Note! Please note that this article is currently in the "Article in Press" stage and is not the final "Version of record". While it has been accepted, copy-edited, and formatted, however, it is still undergoing proofreading and corrections by the authors. Therefore, the text may still change before the final publication. Although "Articles in Press" may not have all bibliographic details available, the DOI and the year of online publication can still be used to cite them. The article title, DOI, publication year, and author(s) should all be included in the citation format.
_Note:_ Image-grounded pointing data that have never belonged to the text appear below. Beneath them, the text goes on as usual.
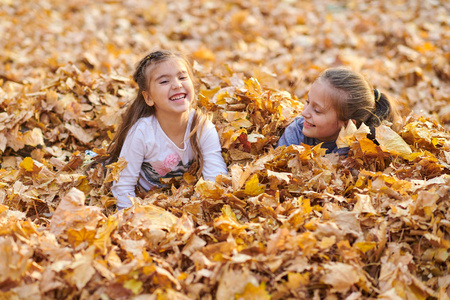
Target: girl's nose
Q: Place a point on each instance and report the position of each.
(305, 111)
(176, 84)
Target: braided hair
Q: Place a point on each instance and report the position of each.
(355, 99)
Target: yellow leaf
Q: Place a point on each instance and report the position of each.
(103, 236)
(252, 187)
(27, 164)
(366, 246)
(76, 237)
(209, 189)
(252, 292)
(391, 142)
(134, 285)
(33, 137)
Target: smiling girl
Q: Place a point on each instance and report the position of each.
(336, 97)
(161, 134)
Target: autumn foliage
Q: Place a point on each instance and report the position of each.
(285, 223)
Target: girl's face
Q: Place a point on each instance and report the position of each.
(171, 89)
(321, 120)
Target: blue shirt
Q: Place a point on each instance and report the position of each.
(293, 135)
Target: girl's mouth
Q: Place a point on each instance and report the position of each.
(177, 97)
(309, 124)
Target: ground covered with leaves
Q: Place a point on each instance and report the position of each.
(285, 223)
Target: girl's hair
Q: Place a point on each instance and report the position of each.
(139, 108)
(354, 98)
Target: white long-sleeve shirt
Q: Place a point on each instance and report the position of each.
(152, 155)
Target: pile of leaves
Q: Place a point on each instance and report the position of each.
(286, 222)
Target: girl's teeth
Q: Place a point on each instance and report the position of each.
(177, 97)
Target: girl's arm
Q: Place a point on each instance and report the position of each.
(213, 162)
(133, 151)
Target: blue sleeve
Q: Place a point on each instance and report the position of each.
(293, 133)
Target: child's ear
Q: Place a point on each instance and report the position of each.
(147, 98)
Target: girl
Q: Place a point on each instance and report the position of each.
(337, 96)
(161, 135)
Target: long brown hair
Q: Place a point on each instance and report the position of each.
(354, 98)
(140, 109)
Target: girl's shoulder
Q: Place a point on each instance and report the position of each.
(145, 125)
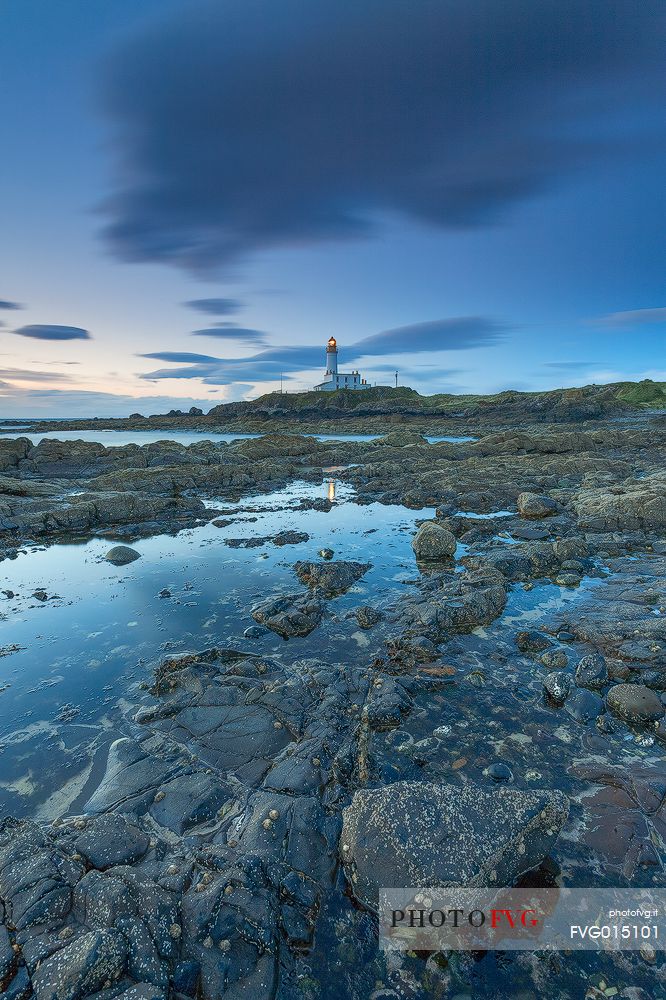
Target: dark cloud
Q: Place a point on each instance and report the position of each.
(180, 357)
(631, 318)
(462, 333)
(438, 335)
(251, 124)
(41, 332)
(215, 307)
(224, 331)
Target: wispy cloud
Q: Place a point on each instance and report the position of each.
(456, 334)
(28, 375)
(631, 318)
(225, 331)
(215, 307)
(50, 332)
Once the final "Version of record" becomes available the "Article in Press" will be replaced by that.
Abstract
Background: Metastasis is a major cause of death in UM, highlighting the need to use highly specific and sensitive prognostic markers to identify patients with a risk of developing metastasis.
Aims: The aim of this study was to improve the current precision treatment for patients with metastatic uveal melanoma (UM).
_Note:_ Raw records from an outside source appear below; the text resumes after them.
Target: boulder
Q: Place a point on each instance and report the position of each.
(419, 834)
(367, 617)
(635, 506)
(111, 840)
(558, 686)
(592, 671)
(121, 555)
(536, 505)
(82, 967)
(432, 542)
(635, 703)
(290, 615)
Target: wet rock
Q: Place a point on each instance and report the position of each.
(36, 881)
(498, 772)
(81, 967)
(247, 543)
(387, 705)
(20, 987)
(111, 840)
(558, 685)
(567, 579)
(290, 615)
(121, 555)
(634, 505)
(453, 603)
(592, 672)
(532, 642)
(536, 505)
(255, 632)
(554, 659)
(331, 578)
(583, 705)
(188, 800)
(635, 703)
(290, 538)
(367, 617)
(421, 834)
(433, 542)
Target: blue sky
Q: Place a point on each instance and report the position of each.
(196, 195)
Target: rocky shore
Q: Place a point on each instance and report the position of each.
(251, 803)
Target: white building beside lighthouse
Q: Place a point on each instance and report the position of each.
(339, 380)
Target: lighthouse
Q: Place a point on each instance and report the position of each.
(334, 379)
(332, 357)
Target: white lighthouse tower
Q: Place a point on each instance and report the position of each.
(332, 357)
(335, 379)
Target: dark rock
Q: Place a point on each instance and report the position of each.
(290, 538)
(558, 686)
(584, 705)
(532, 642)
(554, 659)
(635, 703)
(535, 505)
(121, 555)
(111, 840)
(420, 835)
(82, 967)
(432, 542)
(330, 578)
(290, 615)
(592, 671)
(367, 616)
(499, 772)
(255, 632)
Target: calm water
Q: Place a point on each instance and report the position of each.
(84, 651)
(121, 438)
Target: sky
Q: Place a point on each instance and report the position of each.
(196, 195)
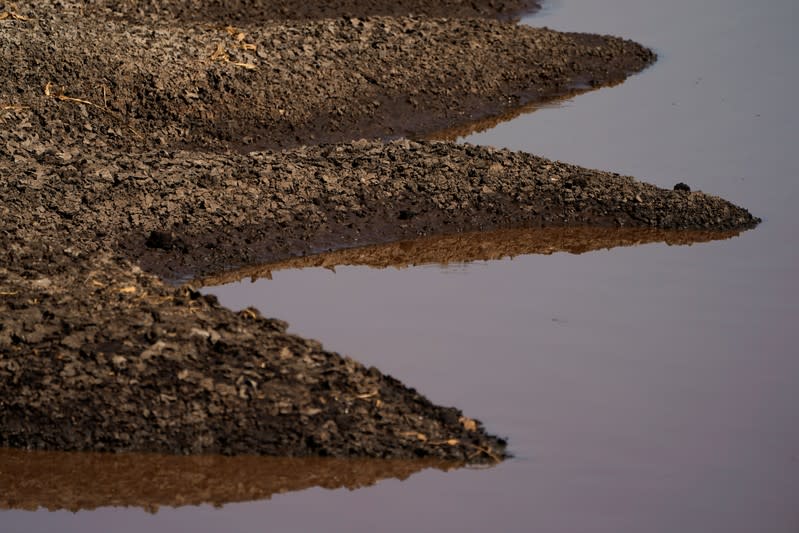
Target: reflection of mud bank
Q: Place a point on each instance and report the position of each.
(122, 166)
(84, 481)
(474, 246)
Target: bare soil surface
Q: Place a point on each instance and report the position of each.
(137, 146)
(85, 481)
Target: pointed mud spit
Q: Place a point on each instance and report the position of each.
(472, 246)
(98, 353)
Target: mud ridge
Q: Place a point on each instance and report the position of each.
(152, 155)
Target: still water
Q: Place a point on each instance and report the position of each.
(648, 388)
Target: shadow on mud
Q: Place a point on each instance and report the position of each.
(84, 481)
(474, 246)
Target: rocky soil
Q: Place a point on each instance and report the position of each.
(146, 152)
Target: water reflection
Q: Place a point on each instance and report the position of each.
(474, 246)
(83, 481)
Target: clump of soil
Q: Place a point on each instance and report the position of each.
(124, 168)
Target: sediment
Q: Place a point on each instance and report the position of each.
(153, 156)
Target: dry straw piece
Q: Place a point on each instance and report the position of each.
(11, 13)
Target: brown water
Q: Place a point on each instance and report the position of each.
(646, 388)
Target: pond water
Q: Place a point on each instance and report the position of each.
(648, 388)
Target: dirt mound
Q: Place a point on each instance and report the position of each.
(257, 11)
(282, 84)
(119, 164)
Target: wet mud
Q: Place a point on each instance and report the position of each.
(468, 247)
(156, 162)
(79, 481)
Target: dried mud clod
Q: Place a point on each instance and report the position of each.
(123, 168)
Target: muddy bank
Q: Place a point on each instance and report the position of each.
(122, 169)
(256, 11)
(85, 481)
(471, 246)
(279, 83)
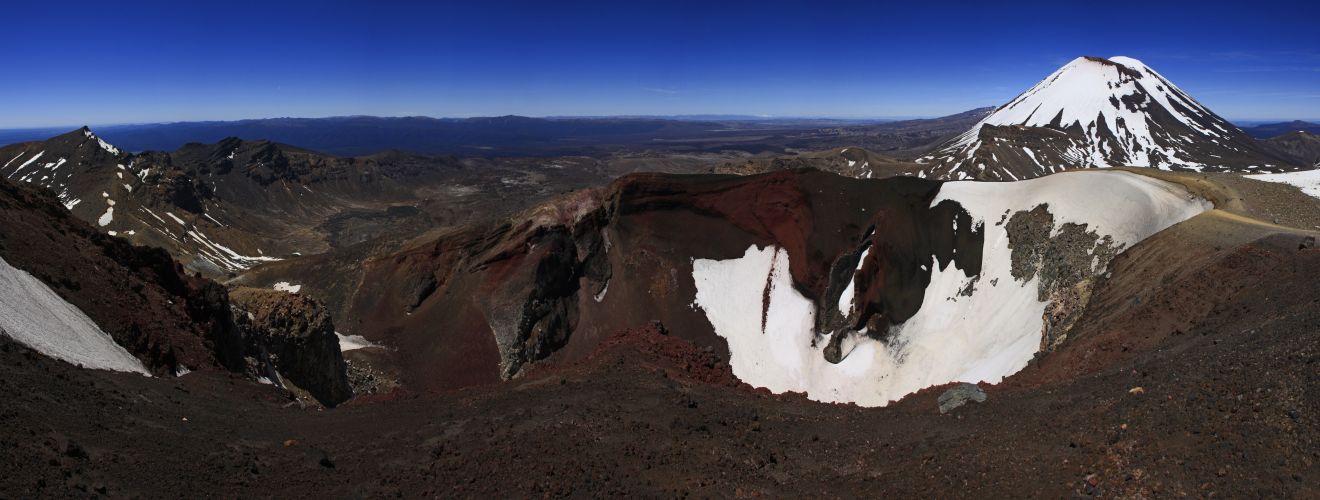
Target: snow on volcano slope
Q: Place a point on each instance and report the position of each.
(34, 315)
(1100, 112)
(982, 337)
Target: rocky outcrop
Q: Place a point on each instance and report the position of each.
(293, 335)
(483, 304)
(1064, 260)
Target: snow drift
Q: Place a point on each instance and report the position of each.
(968, 329)
(34, 315)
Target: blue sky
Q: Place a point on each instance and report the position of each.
(70, 62)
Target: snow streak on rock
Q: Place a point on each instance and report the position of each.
(34, 315)
(1098, 112)
(978, 329)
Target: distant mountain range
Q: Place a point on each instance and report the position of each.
(564, 136)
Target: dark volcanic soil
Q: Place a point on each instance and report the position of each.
(1226, 405)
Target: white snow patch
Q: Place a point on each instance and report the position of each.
(34, 315)
(354, 342)
(985, 337)
(25, 164)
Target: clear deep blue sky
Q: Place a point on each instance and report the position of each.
(99, 62)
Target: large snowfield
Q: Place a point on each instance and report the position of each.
(1087, 91)
(986, 337)
(34, 315)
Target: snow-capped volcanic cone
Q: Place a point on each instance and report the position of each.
(1100, 112)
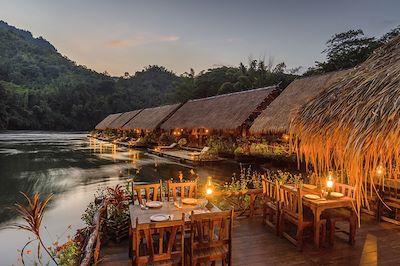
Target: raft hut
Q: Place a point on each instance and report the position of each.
(353, 128)
(105, 123)
(149, 119)
(231, 113)
(276, 117)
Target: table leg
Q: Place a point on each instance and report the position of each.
(317, 226)
(353, 227)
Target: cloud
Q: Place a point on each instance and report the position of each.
(118, 43)
(141, 40)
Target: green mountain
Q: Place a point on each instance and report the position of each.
(41, 89)
(44, 90)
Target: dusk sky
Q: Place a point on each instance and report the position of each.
(119, 36)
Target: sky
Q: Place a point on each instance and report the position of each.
(125, 36)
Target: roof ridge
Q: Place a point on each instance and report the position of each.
(235, 93)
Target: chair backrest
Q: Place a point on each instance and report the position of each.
(270, 190)
(148, 192)
(159, 241)
(291, 201)
(346, 190)
(204, 150)
(183, 189)
(210, 230)
(173, 145)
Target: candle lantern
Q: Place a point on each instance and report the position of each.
(209, 192)
(329, 185)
Objective: The objective of this work was to investigate the heterogeneity between primary human UM and metastatic UM at the single-cell level and to discover potential molecules regulating UM metastasis.
Methods: Seurat R toolkit was employed to analyze single-cell sequencing data of UM and to identify differentially expressed genes (DEGs) between primary and metastatic UM. Least absolute shrinkage and selection operator (LASSO) and Cox regression analyses were performed on the DEGs from the bulk RNA-seq cohort to develop a prognostic model. Based on the model, patients were divided into high and low groups. The correlations among the risk score, immune indicators, immune checkpoint blockade (ICB) therapy, and anti-tumor drug therapy were analyzed.
Results: Cell types in primary UM and metastatic UM tumors include B/plasma cells, endothelial cells, melanocytes, monocytes/macrophages, photoreceptor cells, and T cells. Among 157 DEGs between the two tumor types, S100A4, PDE4B, CHCHD10, NSG1, and C4orf48 were selected to construct a prognostic model. The model could accurately and independently predict response to ICB treatment and sensitivity to antineoplastic drugs for UM patients as well as their immune infiltration levels, risk of death, and metastasis possibility.
Conclusions: This study analyzed the tumor ecosystem of primary and metastatic UM, providing a metastasis-related model that could be used to evaluate the prognosis, risk of metastasis, immunotherapy, and efficacy of antineoplastic drug treatment of UM.